L’evento con Mervat e Mohammed vuole essere anche un ulteriore passo verso mobilitazioni che portino alla chiusura del consolato onorario di Bari e di Firenze. Il disconoscimento dell'entità sionista occupante e imperialista, che sfrutta la terra di Palestina e uccide esseri umani senza distinzione di età, di provenienza e di storia, si dà anche attraverso la negazione di ogni spazio pubblico, diplomatico e istituzionale su territorio italiano allo Stato d’Israele.
Vittorio Arrigoni ci ricordava che, se vogliamo restare umani, non possiamo invisibilizzare il sussulto interiore all'anima di chi si schiera sempre dalla parte di chi è nel giusto.
Programma:
• Presentazione del libro illustrato “Una ninna nanna proibita” di Mervat Alramli.
• Spettacolo in omaggio al poeta Refaat Alareer, al musicista Simon Shaheen e alla scrittrice Suad Amiry.
• Concerto dal vivo eseguito all’oud dal musicista gazawi Mohammed Abusenjer.
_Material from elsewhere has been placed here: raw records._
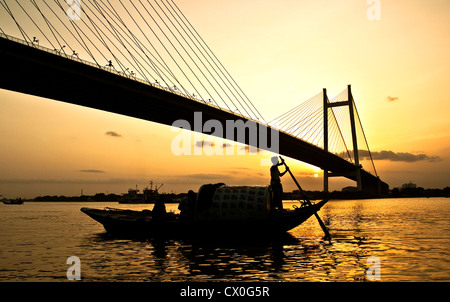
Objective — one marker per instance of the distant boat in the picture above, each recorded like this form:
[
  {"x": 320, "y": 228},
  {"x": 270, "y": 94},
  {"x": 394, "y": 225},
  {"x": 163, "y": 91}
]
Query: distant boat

Mentre il genocidio inflitto alla popolazione palestinese ristruttura nuovi modi e pratiche per
uccidere ed umiliare la coscienza intera dell’umanità, viene stampata la poesia illustrata Una ninna nanna proibita.
L’evento, che unisce musica e letteratura, è pensato come atto di ribellione per contrastare l’apatia dell’accettazione del male e di chi, volontariamente o involontariamente, decide di ignorarlo.
Il libro è stato stampato senza il supporto di case editrici.
Durante l’evento sarà possibile acquistare il libro. Tutto il ricavato delle vendite sarà destinato alla realizzazione del progetto artistico Tracce di Luce, un documentario che accoglie la scrittrice palestinese Suad Amiry e il virtuoso musicista Simon Shaheen, nato dal desiderio di restituire amore e rispetto a una terra da troppo tempo ferita e tenuta in cattività.
Mervat Alramli
Sceneggiatrice e scenografa palestinese, nata a Gaza.
Si è trasferita in Italia all’età di dodici anni, perdendo la possibilità di rivedere la propria terra natale a causa della colonizzazione.
Laureata in Scenografia teatrale all’Accademia di Urbino e in Didattica e Comunicazione dell’Arte all’Accademia di Bologna, lavora nel mondo del teatro, dell’opera, della cultura e dell’istruzione. Crede fermamente che il diritto alla vita sia privo di senso, se non accompagnato dal diritto alla libertà.
Mohammed Abusenjer
Musicista autodidatta di 23 anni.
A 17 anni decise che era giunto il momento di comprare il suo primo oud ed iniziare a suonare. C’è chi dice che fare il musicista non porti il pane a casa, ma a Gaza il desiderio di libertà era ancora più necessario del pane. Si è specializzato in musica araba classica, ma è stato costretto ad abbandonare la Palestina a causa dell’ultimo genocidio.